Operators. O_1, .., O_n.

  • To invoke operator O_i, must satisfy C_1, .., C_{i–1}: i-1 least significant bits are 1.
  • After invoking O_i, condition C_i becomes true: set bit i to 1.
  • After invoking O_i, conditions C_1, .., C_{i–1} become false: set i-1 least significant bits to 0.

Solution. \{ \} \Rightarrow \{C_1\} \Rightarrow \{C_2\} \Rightarrow \{C_1, C_2\} \Rightarrow \{C_3\} \Rightarrow \{C_3, C_1\} \Rightarrow ..

Observation. Any solution requires at least 2^n - 1 steps.

PLANNING \in EXPTIME

Configuration graph G.

  • Include node for each of 2^n possible configurations.
  • Include an edge from configuration c' to configuration c'' if one of the operators can convert from c' to c''.

PLANNING. Is there a path from c_0 to c^\ast in configuration graph?

 

Claim.
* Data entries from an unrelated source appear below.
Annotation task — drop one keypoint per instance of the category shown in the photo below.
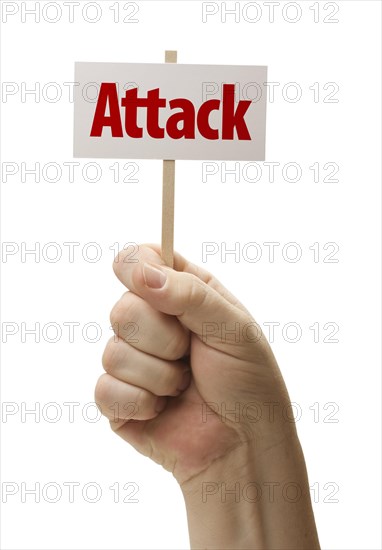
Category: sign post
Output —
(169, 111)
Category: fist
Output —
(185, 362)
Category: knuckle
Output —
(195, 293)
(125, 308)
(175, 347)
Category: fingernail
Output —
(154, 277)
(185, 380)
(161, 404)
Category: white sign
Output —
(169, 111)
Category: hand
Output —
(184, 389)
(197, 389)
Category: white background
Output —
(344, 453)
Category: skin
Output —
(207, 405)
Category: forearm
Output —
(257, 498)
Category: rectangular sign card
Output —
(169, 111)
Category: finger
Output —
(200, 308)
(147, 329)
(120, 401)
(123, 264)
(131, 365)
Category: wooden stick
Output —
(168, 195)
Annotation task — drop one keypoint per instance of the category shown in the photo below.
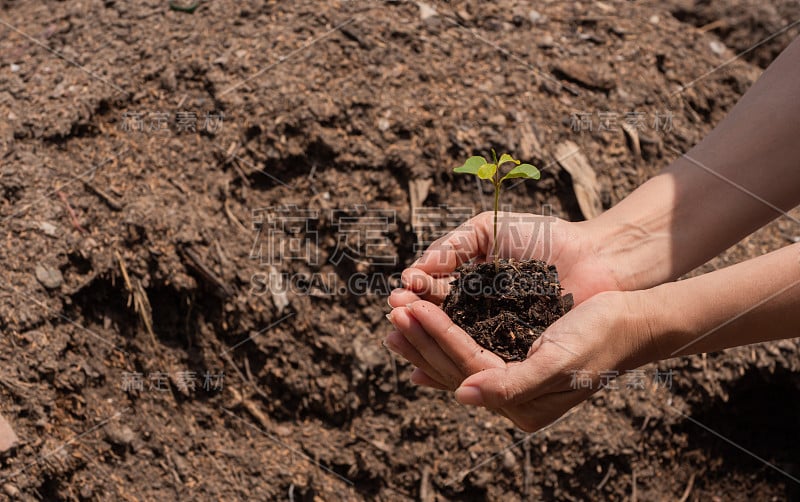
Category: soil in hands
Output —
(506, 307)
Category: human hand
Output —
(609, 331)
(571, 247)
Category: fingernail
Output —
(469, 395)
(389, 346)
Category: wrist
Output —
(659, 323)
(636, 239)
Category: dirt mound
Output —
(147, 155)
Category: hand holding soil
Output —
(667, 227)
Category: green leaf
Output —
(486, 171)
(507, 158)
(523, 171)
(471, 165)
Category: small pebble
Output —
(50, 277)
(717, 47)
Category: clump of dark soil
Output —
(506, 306)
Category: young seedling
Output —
(484, 170)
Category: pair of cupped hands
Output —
(595, 336)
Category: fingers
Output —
(503, 387)
(433, 356)
(419, 377)
(454, 342)
(401, 297)
(397, 343)
(430, 288)
(470, 240)
(539, 413)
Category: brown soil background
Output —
(345, 103)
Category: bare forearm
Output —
(753, 301)
(741, 176)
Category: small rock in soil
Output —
(50, 277)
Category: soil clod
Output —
(507, 306)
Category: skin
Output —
(619, 267)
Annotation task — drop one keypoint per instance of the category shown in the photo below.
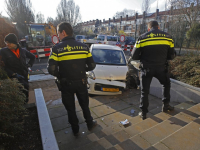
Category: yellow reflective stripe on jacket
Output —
(72, 52)
(89, 55)
(156, 38)
(53, 57)
(70, 57)
(157, 42)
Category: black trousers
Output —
(69, 88)
(146, 77)
(24, 82)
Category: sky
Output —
(91, 9)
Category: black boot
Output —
(167, 107)
(91, 126)
(143, 115)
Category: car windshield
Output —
(130, 38)
(79, 37)
(108, 57)
(101, 38)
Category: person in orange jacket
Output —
(13, 58)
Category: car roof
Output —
(104, 46)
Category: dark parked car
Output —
(129, 40)
(132, 77)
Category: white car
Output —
(109, 76)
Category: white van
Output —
(107, 39)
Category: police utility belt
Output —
(61, 81)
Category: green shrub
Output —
(186, 69)
(11, 107)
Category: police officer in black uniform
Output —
(69, 62)
(154, 49)
(14, 61)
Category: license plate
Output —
(110, 89)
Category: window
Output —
(108, 57)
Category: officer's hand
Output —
(18, 76)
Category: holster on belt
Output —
(58, 84)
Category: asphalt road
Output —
(42, 64)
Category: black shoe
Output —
(90, 127)
(142, 115)
(76, 134)
(167, 107)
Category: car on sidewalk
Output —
(109, 76)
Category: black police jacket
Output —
(154, 48)
(70, 59)
(14, 64)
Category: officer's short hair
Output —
(66, 27)
(152, 24)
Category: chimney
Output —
(113, 19)
(136, 16)
(126, 17)
(157, 13)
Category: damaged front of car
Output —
(109, 76)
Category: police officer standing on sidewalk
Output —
(14, 61)
(69, 62)
(154, 49)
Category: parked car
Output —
(109, 76)
(79, 37)
(107, 39)
(129, 40)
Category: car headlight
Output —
(91, 75)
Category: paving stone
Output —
(57, 111)
(163, 116)
(118, 105)
(112, 148)
(104, 143)
(93, 102)
(177, 121)
(129, 144)
(127, 111)
(117, 147)
(121, 135)
(141, 126)
(195, 109)
(92, 137)
(155, 110)
(62, 121)
(76, 143)
(140, 142)
(106, 99)
(185, 117)
(112, 129)
(135, 100)
(154, 103)
(94, 145)
(161, 146)
(112, 139)
(187, 138)
(162, 130)
(116, 117)
(102, 110)
(184, 105)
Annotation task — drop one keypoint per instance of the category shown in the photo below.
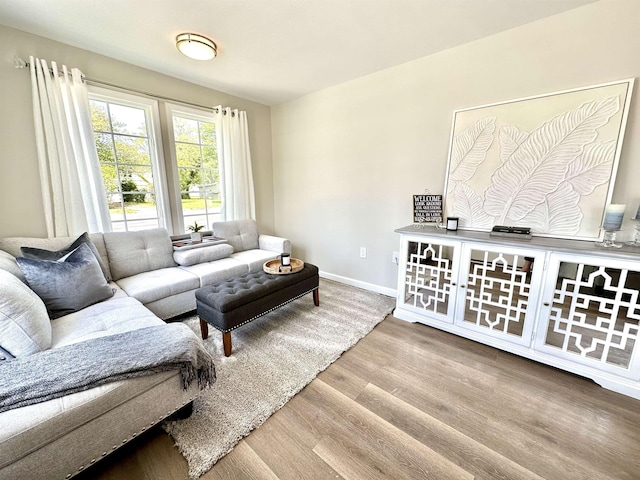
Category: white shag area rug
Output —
(273, 358)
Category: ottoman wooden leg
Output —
(316, 297)
(226, 343)
(204, 329)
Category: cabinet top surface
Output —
(539, 243)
PLANNING \in EXPTIME.
Pf. Run BFS to find path from c_0 to c^\ast in configuration graph.

Note. Configuration graph can have 2^n nodes, and shortest path can be of length = 2^n - 1 (binary counter).

PLANNING \in PSPACE

Theorem. PLANNING \in PSPACE.
Pf.

  • Suppose there is a path from c_1 to c_2 of length L.
  • Path from c_1 to midpoint and from c_2 to midpoint are each \le L / 2.
  • Enumerate all possible midpoints.
  • Apply recursively. Depth of recursion = \log_2 L.

hasPath(c_1, c_2, L)

  1. if (L ≤ 1) return correct answer;
  2. foreach configuration c'
    1. x = hasPath(c_1, c', L/2);
    2. y = hasPath(c_2, c', L/2);
    3. if (x and y) return true;
  3. return false;

PSPACE-complete

PSPACE-complete

PSPACE. Decision problems solvable in polynomial space.
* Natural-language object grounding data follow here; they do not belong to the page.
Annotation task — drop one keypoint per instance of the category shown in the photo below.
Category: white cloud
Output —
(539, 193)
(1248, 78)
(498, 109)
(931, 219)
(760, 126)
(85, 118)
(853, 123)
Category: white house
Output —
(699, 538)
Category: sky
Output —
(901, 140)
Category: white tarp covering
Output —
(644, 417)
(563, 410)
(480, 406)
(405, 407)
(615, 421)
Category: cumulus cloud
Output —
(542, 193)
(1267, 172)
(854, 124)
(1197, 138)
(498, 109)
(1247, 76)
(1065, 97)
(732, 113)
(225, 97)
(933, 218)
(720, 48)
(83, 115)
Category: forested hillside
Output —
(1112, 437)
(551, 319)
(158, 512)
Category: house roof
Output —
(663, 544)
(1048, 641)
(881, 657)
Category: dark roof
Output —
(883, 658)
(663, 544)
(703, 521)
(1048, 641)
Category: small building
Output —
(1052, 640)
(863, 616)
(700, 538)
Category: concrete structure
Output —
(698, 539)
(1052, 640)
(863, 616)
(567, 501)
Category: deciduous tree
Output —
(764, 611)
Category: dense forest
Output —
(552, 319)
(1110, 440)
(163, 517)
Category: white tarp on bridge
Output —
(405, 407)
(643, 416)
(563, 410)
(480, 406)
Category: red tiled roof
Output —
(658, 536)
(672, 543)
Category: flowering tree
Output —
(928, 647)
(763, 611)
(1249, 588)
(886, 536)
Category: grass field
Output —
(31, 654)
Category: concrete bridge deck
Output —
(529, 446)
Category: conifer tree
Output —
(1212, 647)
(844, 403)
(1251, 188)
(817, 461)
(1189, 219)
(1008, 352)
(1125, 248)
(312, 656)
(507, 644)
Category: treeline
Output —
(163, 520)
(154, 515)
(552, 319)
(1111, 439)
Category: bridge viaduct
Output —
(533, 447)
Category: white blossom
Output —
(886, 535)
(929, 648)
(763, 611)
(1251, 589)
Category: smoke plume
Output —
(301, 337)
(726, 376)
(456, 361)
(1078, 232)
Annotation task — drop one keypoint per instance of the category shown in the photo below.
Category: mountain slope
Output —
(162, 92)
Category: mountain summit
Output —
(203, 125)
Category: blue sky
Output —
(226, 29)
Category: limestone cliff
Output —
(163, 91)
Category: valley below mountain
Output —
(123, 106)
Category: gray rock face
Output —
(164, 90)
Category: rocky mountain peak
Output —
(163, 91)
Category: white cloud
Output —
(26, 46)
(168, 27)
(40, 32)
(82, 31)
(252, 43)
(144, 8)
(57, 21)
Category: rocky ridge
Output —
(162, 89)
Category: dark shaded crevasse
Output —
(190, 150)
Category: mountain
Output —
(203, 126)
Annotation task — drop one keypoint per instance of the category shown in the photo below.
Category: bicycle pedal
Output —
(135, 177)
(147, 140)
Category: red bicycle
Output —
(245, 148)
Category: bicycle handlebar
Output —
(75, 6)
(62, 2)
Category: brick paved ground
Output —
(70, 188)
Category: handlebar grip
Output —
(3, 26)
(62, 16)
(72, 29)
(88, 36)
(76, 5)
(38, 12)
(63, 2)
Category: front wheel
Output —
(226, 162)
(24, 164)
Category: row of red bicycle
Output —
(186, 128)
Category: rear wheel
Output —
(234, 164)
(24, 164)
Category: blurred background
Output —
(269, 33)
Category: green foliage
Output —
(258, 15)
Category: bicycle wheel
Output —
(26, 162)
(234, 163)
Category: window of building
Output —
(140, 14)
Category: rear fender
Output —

PSPACE-complete. Problem Y \in PSPACE-complete if (i) Y \in PSPACE and (ii) for every problem X \in PSPACE, X \le_P Y.

  • “hardest” PSPACE-complete problem

Theorem. [Stockmeyer–Meyer 1973] QSAT \in PSPACE-complete.

Theorem. PSPACE \subseteq EXPTIME.
Pf. Previous algorithm solves QSAT in exponential time; and QSAT is PSPACE-complete.
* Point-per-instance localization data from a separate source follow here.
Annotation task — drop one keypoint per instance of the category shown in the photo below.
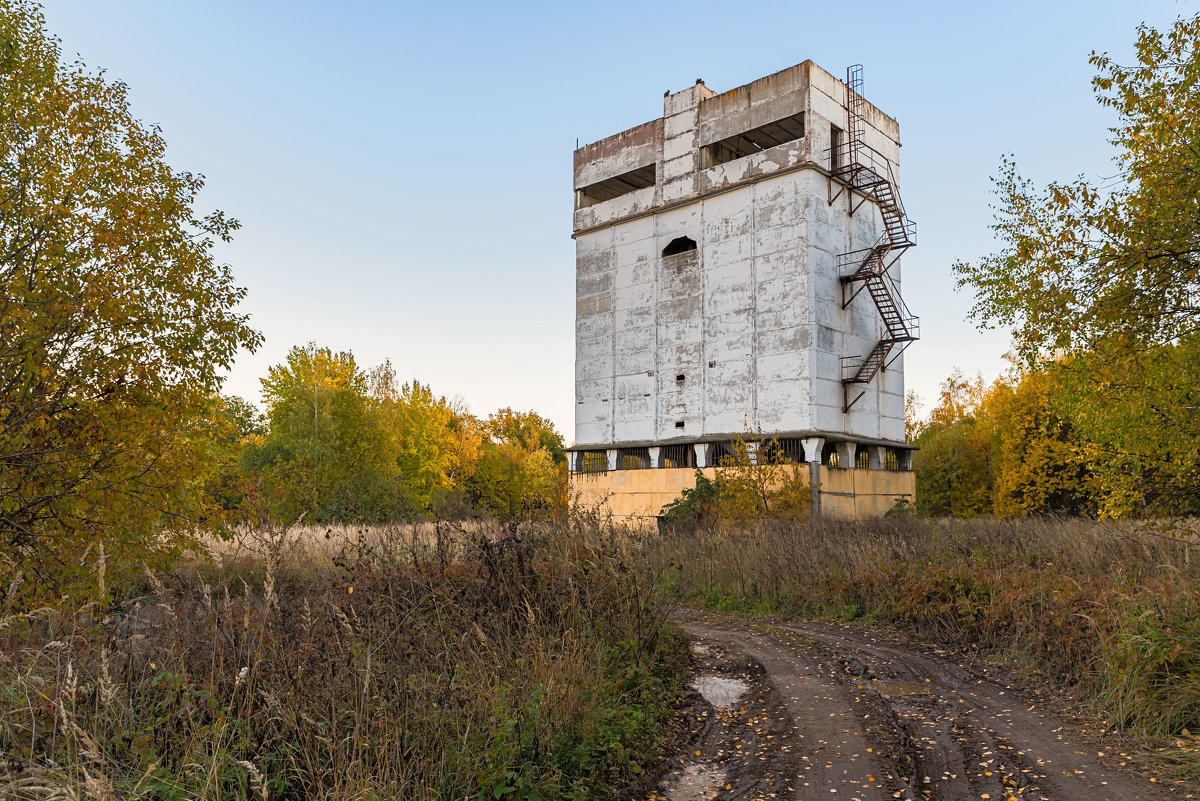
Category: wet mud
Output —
(823, 711)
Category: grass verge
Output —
(447, 668)
(1110, 609)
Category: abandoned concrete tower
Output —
(738, 275)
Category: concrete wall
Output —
(753, 318)
(639, 495)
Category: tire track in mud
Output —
(845, 714)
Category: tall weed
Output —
(1110, 608)
(473, 663)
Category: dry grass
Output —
(1110, 608)
(409, 663)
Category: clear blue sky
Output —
(403, 172)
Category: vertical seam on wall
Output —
(754, 307)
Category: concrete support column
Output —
(813, 449)
(877, 455)
(846, 453)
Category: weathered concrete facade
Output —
(709, 293)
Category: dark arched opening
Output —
(679, 245)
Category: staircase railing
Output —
(864, 169)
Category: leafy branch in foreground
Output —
(115, 324)
(1104, 279)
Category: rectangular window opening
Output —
(755, 140)
(837, 157)
(615, 187)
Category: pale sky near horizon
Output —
(402, 172)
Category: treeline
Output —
(1069, 437)
(341, 444)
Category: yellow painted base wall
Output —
(635, 495)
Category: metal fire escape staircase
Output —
(861, 169)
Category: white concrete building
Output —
(737, 273)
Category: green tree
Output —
(115, 325)
(521, 470)
(954, 461)
(526, 429)
(328, 453)
(1104, 279)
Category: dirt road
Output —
(825, 711)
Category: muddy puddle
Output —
(695, 783)
(719, 691)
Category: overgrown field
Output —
(1113, 609)
(407, 668)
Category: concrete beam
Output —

Summary. \mathcal{P} \subseteq \mathcal{NP} \subseteq PSPACE \subseteq EXPTIME.

  • it is known that \mathcal{P} \ne EXPTIME, but unknown which inclusion is strict;
  • conjectured that all are

PSPACE-complete problems

More PSPACE-complete problems.

  • Competitive facility location.
  • Natural generalizations of games.
  • Given a memory restricted Turing machine, does it terminate in at most k steps?
  • Do two regular expressions describe different languages?
  • Is it possible to move and rotate complicated object with attachments through an irregularly shaped corridor?
  • Is a deadlock state possible within a system of communicating processors?

Competitive facility location

Input. Graph G = (V, E) with positive edge weights, and target B.
Game. Two competing players alternate in selecting nodes. Not allowed to select a node if any of its neighbors has been selected.

Competitive facility location. Can second player guarantee at least B units of profit?

  • yes if B = 20; no if B = 25

COMPETITIVE-LOC \in PSPACE-complete

Claim. COMPETITIVE-FACILITY-LOCATION \in PSPACE-complete.
Pf.

  • To solve in poly-space, use recursion like Q-SAT, but at each step there are up to n choices instead of 2.
  • To show that it’s complete, we show that Q-SAT polynomial reduces to it:
    • Given an instance of Q-SAT, we construct an instance of COMPETITIVE- FACILITY-LOCATION so that player 2 can force a win iff Q-SAT formula is true.

COMPETITIVE-LOC \in PSPACE-complete

Construction. Given instance \Phi(x_1, .., x_n) = C_1 \wedge C_1 \wedge .. \wedge C_k of Q-SAT.

  • Include a node for each literal and its negation and connect them. (at most one of x_i and its negation can be chosen)
  • Choose c \ge k + 2, and put weight c^i on literal x_i and its negation; set B = c^{n–1} + c^{n–3} + .. + c^4 + c^2 + 1. (ensures variables are selected in order x_n, x_{n–1}, .., x_1)
  • As is, player 2 will lose by 1 unit: c^{n–1} + c^{n–3} + .. + c^4 + c^2.

COMPETITIVE-LOC \in PSPACE-complete

Construction. Given instance \Phi(x_1, .., x_n) = C_1 \wedge C_1 \wedge .. \wedge C_k of Q-SAT.

  • Give player 2 one last move on which she can try to win.
  • For each clause C_j, add node with value 1 and an edge to each of its literals.
  • Player 2 can make last move iff truth assignment defined alternately by the players failed to satisfy some clause.